On the surface, it seems great: Google makes useful products like Google Search, Google Maps, Gmail and Android, and lets everyone use them for free! Sure, they collect your personal information and sell it to advertisers, and show you ads wherever / whenever possible, but it seems like a small price to pay right? And a lot of Google fans I know even have the opinion that all software should be free, since their usage and attention should be exchange enough if a company (like Google) can monetize them.
Here's why the "everything should be free" concept that Google loves to encourage is horrible for everyone but Google (and maybe Facebook):
1) Making software, or anything really, costs money. Businesses need to make that money back in order to invent, maintain, and improve their products
2) In order to successfully make a profit on software or hardware based on advertising alone, it requires tens or hundreds of millions of users, extremely sophisticated software to manage the advertising and tracking, and relationships with lots of advertisers. It's a business in and of itself.
3) Therefore, to offer free software, apps, services, etc. a new company would have to have a large ad infrastructure, sales force, and user base. For a startup trying to focus on a new product itself, this is nearly impossible.
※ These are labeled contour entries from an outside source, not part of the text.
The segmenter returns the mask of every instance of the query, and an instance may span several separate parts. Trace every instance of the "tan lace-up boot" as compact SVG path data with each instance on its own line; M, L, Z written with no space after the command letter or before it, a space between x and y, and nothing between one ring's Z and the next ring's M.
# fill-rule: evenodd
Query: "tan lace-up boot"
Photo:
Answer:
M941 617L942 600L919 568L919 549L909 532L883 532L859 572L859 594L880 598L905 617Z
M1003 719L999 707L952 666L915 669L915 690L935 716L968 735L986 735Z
4) Therefore Google can and does undercut every competing product and service by pricing theirs for free, and making it nearly impossible for anyone else to compete in the realm of online docs, maps, voice call handling, online video, search, email, RSS feed management, travel info / ticket pricing, etc. etc.
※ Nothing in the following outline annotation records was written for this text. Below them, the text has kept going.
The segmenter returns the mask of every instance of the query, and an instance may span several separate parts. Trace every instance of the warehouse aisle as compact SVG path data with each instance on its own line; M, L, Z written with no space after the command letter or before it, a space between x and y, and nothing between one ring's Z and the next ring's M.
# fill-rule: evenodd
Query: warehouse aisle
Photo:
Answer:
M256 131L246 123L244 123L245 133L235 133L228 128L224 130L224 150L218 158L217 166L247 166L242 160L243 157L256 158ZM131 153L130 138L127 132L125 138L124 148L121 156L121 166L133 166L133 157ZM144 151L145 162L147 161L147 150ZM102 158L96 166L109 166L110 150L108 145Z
To further compound this problem, Google tends to acquire companies who have a product in a market Google isn't already competing in. Google then makes their product free (with advertising) and starts the process of shutting out other competitors and usually fails to innovate much on the original product anymore (I'm looking at you, Google Voice, Google Docs, Google Reader, Gmail, and more).
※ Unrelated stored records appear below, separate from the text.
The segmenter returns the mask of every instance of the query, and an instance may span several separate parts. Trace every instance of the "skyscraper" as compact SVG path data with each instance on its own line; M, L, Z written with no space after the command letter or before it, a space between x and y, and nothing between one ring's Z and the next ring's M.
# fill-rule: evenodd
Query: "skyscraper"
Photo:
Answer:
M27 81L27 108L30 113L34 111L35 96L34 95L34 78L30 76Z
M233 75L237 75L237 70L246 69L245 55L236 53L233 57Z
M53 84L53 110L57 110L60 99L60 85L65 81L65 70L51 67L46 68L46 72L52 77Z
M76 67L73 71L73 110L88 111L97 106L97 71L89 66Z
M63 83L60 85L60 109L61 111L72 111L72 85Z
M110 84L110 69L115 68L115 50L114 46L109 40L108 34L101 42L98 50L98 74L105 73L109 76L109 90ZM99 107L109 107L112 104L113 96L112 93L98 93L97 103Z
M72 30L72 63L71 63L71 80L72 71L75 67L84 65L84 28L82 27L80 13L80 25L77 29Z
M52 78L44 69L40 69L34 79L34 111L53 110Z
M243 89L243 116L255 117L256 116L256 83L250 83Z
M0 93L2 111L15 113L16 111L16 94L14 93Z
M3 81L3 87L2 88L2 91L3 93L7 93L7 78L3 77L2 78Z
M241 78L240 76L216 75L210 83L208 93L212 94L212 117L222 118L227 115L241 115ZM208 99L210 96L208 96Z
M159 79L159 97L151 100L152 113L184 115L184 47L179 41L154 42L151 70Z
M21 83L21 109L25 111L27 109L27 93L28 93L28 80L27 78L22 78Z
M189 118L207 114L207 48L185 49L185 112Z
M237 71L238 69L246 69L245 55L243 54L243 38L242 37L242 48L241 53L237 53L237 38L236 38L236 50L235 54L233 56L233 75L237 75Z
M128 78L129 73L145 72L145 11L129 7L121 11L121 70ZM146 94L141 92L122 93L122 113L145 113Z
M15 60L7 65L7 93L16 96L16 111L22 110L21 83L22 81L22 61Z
All the while, Google continues to build up more and more advertising dominance while making money on their only real product - users who can be targeted with advertising across multiple interests and channels.
I don't know about you, but I'm not interested in a world filled with mediocre (yep, sorry, most of Google's non-search, non-maps products are pretty bland and mediocre) free apps that push any other competing products out of the market because competing products can't charge nothing for their software and services.
I hope to see new business models, coalitions of competitors pooling their users and resources, and government regulation start to break Google's dangerous anticompetitive run in the markets it operates in. Then maybe we'll see faster and better innovation in online documents, email, video and voice solutions, and true competition starting to make a comeback in these areas.